Certifications et reconnaissance professionnelle
Sur le plan qualitatif, INOE a engagé une démarche de certification pour garantir la qualité de son combustible biomasse. L’appartenance aux réseaux XYLOFUTUR et FIBOIS témoigne d’une volonté de s’inscrire dans les standards reconnus de la filière forêt-bois en France. Ces labels et affiliations constituent des repères utiles pour les acheteurs de combustible, mais ne dispensent pas d’une évaluation au cas par cas des conditions d’approvisionnement et de livraison.
Questions fréquentes sur INOE et la valorisation biomasse bois énergie
Quels types de déchets bois INOE accepte-t-il sur ses plateformes de valorisation ?
Les plateformes INOE acceptent principalement les bois de classe A — palettes, emballages, mobilier non traité — ainsi que les bois d’élagage, les chutes de chantier et les bois verts issus de l’entretien des espaces verts. Les bois traités, peints ou contenant des substances dangereuses (classe B et C) font l’objet d’un traitement distinct et ne sont pas orientés vers la filière énergie.
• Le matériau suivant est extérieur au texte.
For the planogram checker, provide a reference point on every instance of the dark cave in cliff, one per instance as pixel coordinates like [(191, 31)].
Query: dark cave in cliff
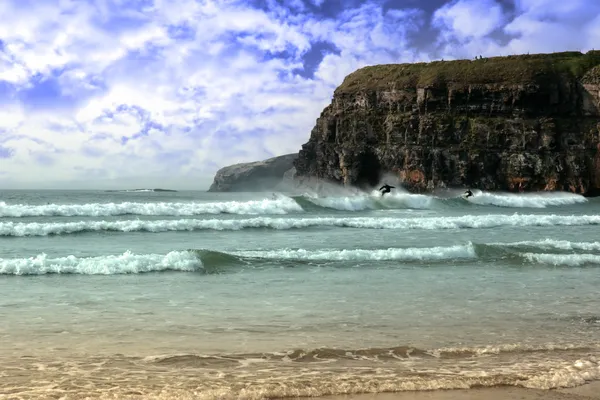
[(369, 171)]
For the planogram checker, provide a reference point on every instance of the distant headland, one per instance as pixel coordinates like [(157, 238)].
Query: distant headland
[(143, 190)]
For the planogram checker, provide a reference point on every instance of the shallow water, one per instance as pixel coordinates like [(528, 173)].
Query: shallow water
[(162, 294)]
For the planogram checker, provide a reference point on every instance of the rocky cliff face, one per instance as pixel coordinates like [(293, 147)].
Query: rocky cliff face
[(255, 176), (528, 122)]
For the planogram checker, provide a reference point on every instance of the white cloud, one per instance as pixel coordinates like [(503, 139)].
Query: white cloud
[(196, 85), (468, 19)]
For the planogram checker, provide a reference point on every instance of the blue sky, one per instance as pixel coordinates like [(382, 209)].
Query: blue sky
[(131, 93)]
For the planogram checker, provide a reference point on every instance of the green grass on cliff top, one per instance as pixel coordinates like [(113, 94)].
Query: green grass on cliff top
[(518, 69)]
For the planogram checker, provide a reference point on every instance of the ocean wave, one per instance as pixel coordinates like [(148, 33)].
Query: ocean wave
[(526, 200), (553, 244), (281, 205), (567, 260), (126, 263), (210, 261), (400, 254), (427, 223), (373, 201)]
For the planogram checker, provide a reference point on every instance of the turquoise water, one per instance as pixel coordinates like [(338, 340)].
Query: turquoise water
[(167, 294)]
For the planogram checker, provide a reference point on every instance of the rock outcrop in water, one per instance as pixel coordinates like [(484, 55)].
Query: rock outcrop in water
[(528, 122), (254, 176)]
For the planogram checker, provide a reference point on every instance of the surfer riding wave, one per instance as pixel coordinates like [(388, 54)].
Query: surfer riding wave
[(386, 189)]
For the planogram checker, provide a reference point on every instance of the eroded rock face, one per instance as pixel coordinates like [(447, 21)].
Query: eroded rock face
[(506, 123), (255, 176)]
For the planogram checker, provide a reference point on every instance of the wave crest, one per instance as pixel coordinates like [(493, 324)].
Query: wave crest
[(281, 205), (427, 223)]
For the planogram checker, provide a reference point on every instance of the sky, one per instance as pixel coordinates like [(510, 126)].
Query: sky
[(162, 93)]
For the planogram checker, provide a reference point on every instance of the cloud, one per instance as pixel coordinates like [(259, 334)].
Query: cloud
[(165, 92)]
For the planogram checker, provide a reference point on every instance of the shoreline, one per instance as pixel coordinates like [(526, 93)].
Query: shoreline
[(587, 391)]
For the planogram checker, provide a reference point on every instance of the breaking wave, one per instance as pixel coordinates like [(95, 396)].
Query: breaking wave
[(371, 201), (428, 223), (126, 263), (281, 205), (526, 200), (209, 262)]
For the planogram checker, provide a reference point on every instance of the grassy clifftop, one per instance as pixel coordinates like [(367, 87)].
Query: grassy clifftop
[(519, 69)]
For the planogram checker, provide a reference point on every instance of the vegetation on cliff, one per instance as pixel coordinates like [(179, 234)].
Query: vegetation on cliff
[(526, 122), (511, 70)]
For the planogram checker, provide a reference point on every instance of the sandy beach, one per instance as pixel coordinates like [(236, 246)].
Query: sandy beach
[(585, 392)]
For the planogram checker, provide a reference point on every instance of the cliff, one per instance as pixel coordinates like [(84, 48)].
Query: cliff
[(254, 176), (527, 122)]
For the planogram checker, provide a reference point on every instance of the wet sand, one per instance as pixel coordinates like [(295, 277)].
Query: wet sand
[(590, 391)]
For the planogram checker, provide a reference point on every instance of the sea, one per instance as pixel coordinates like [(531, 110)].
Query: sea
[(145, 294)]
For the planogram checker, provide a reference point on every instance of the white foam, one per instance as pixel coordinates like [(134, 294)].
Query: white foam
[(568, 260), (372, 201), (126, 263), (429, 223), (401, 254), (531, 200), (554, 244), (280, 205)]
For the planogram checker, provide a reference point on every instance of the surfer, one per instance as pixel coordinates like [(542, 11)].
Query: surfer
[(386, 189)]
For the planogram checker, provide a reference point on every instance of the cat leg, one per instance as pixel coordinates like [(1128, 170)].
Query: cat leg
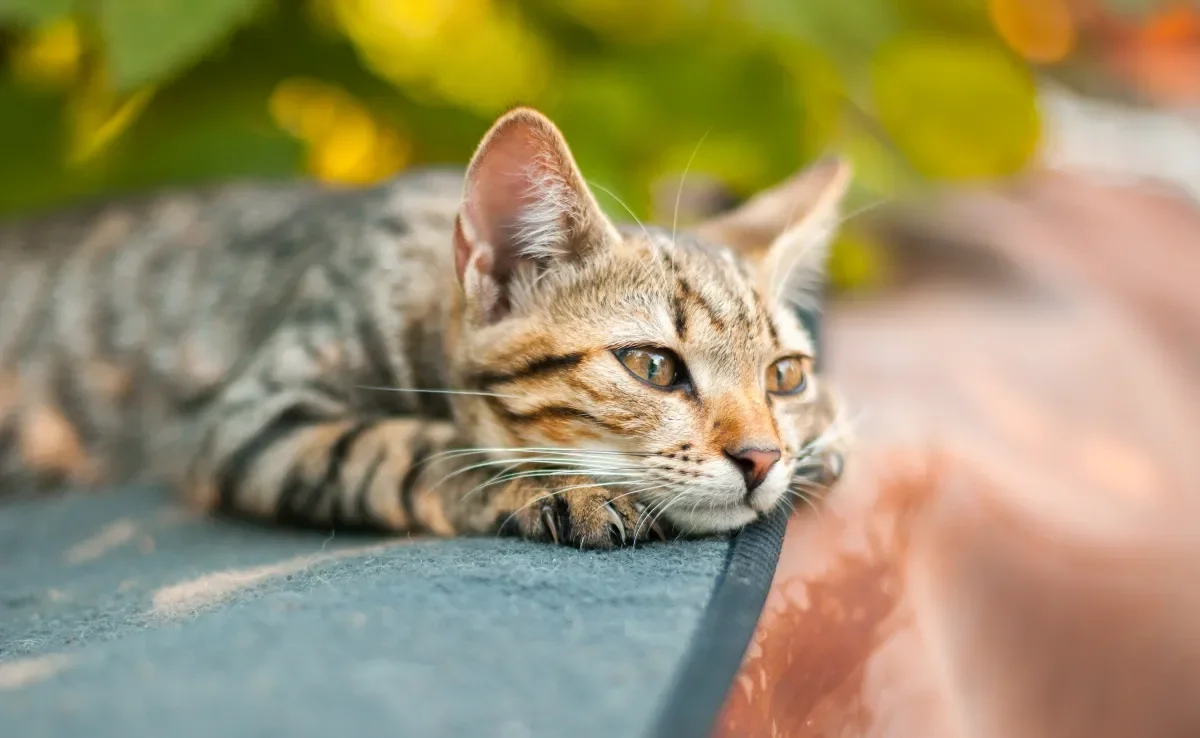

Comment la plateforme INOE de valorisation biomasse bois énergie est-elle financée en Île-de-France ?
La plateforme INOE de valorisation biomasse bois énergie bénéficie de financements publics combinés : fonds européens FEDER, soutiens de l’ADEME, contributions de la Région Île-de-France et parfois des collectivités locales. Ces aides couvrent en partie les investissements d’infrastructure. Le modèle économique repose également sur les redevances versées par les apporteurs de déchets bois et la revente du combustible produit.
Quels sont les impacts environnementaux des plateformes de valorisation biomasse bois énergie comme INOE ?
Une plateforme de valorisation biomasse bois énergie comme INOE permet de détourner des milliers de tonnes de bois des décharges chaque année, réduisant les émissions de méthane liées à l’enfouissement. En contrepartie, la combustion génère des émissions de particules fines et de CO₂, même si ce dernier est considéré comme neutre sur le cycle du carbone. La proximité des sites avec des zones habitées reste un point de vigilance environnementale réel.
Conclusion
INOE s’inscrit dans une démarche d’économie circulaire appliquée à la gestion des déchets bois franciliens : collecter, trier, transformer, valoriser. En tant que plateforme de valorisation biomasse bois énergie, ce dispositif mobilise des financements publics significatifs et répond à un besoin territorial concret — réduire les volumes enfouis tout en produisant une énergie locale. Pourtant, les projets d’implantation soulèvent des questions légitimes : nuisances pour les riverains, qualité de l’air, gouvernance locale. Ce modèle mérite d’être regardé avec lucidité, ni idéalisé ni rejeté. Pour aller plus loin, renseignez-vous auprès de votre collectivité sur les projets en cours près de chez vous.